There’s no question that a full-time presence is needed.
“The kids are so much sicker (in Southwest Georgia) here than they are in Augusta,” Maria said. “Some have had neurological issues for some time, seizures for some time or on the wrong medications. It’s life-changing. I had one patient who was 6 years old who would collapse instantly, and (the child) had six family members with the same thing. I put her on a medication that has helped eliminate (her symptoms).
“I think of that moment in terms of quality of life. There is a convenience factor, and they have access to something they have had to travel four hours one way for. We’ve taken that (the distance barrier) away, and I’m proud of that … It’s not like they wouldn’t be referred, but when (families) are struggling to put something on the table, are you going to put $80 in the car and drive to Augusta?”
Cary Burcham, director of children’s services at Phoebe Putney Memorial Hospital, said the agreement was signed with Georgia Regents University over a year ago. The clinic was not initially utilized to the degree it is now, but has since begun providing new specialties.

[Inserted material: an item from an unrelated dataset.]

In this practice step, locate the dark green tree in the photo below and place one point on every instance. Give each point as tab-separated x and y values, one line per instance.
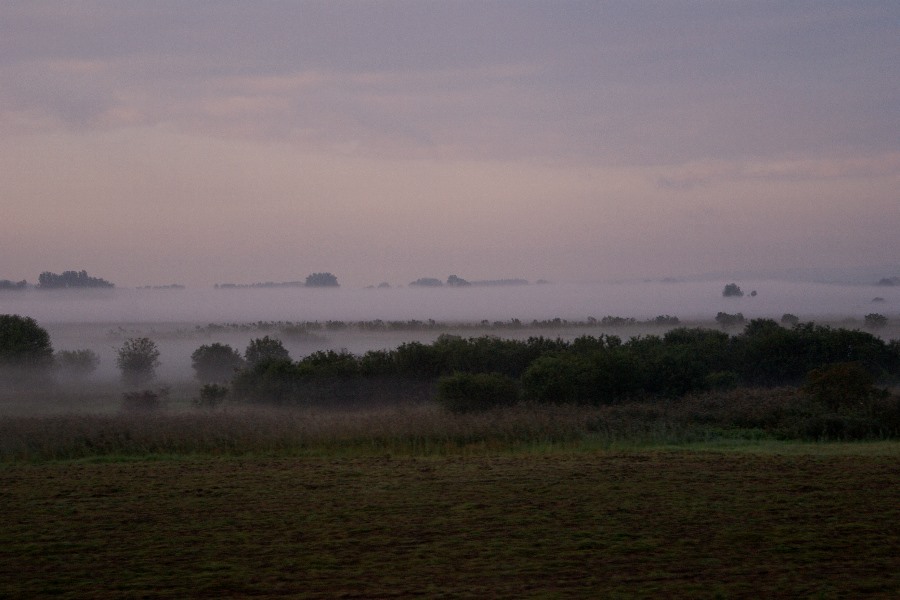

Since he came on board at Phoebe in June of last year, Burcham said he has seen a growth in the patient base of 20 percent at the clinic.
“The agreement with Georgia Regents University is part of a strategic initiative to establish a women’s and children’s center,” he said. “The mission for a pediatrics standpoint is to meet the needs of children.
” … (In terms of continuity of care) if they are seen in Augusta or here, they have good continuity of care, so all of the follow up visits are here.”
It’s considered a vital resource, Burcham said, because the specialties would simply not exist in Albany without it, and the hope is that it will continue to grow as the plans to convert Phoebe North into a women’s and children’s center are played out.
“The vision is, as we build the women’s and children’s hospital, we will have even more comprehensive pediatric care,” Burcham said. ” … We will outgrow the clinic space we have now, and we will incorporate the space into the hospital.
“As we increase our pediatric presence, it will be a draw for specialists. The kids are here, but what might not be here is a specialized hospital just for kids.”
With the reality that children, even if they get referred, sometimes still don’t get the specialized care they need due to financial barriers involved, it is not uncommon for these children to end up in the emergency room rather than their families develop a relationship with a specialist.
“It is always a benefit if the problem can be addressed sooner rather than later,” Burcham said. “Because of barriers, it’s a challenge (to find the money), and its a challenge with this (current) climate to take time off work and school.”